Kane's autumn/winter 2015 series, titled "Lover's Lace", was inspired by his sketches of nudes. In fact, Kane enlisted his creative team for a night of life sketching with a group of dancers for the creation of that season's designs.

He celebrated the arrival of the collection in his Mayfair store during London's Frieze Art Fair with another life-sketching session at which nude models posed in front of a stellar list of guests-turned-accidental-artists including Salma Hayek, Daisy Lowe and Atlanta de Cadenet.

"I've always loved life drawings," Kane says. "I was excited and scared to do it in the store because no one had really done it before.

"[The set-up] was all based on the beautiful and romantic notion of life drawings. It's also just great to see how people freaked out a little bit about 'naked bodies' at first."

There's no recess for Kane's interest in art in the spring/summer season next year. Pops of colour and patchworks that seem to have been randomly distributed were in fact carefully designed and painstakingly executed with great finesse, knowledge and experience. The collection, "Crash and Repair", is strongly charged with emotions.

In the past year, Kane lost both his mother and his mentor at Central Saint Martins.

"The collection is very personal," Kane says. "We looked at a lot of influences, especially outside arts in the eyes of the mentally ill. People who are not so in touch with the world of fashion sometimes have this innate sense of creativity. How they have overcome these challenges with their illness and their work was just phenomenal."

To get work done, Kane says, he needs to first get into the "zone".

"You always have to get into the character," he says. "I have to try to think about a person - in some strange way - and then be really spontaneous with this collection and be very emotive at the same time, and always try to speak with the clothes."

The pursuit of a career in fashion was deeply rooted in Kane's DNA from early on. Citing fashion TV as his first exposure to the field, Kane says going to Central Saint Martins was a childhood dream come true.

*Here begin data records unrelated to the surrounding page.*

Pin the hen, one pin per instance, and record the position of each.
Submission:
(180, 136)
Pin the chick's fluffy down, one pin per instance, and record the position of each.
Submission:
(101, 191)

"It's the school that John Galliano and Alexander McQueen went to, and that's where I wanted to go," Kane says. "So I worked hard, and luckily I got in."

His sister Tammy has been a driving force behind the label. Their synergy propelled each other to work harder towards their goal.

"We've always been good friends as well as good [siblings]," Kane says. "We don't always agree with each other. We can have a little phase but then when the work is over, like every brother and sister, there's always a dynamic."

With many of his peers now being tapped to join heritage luxury maisons, Kane says he'd like to keep that option open.

"You never know," he says. "I'm very happy right now to just build my own brand. It's been great the past 10 years, and I'm looking forward to the next 10 great years."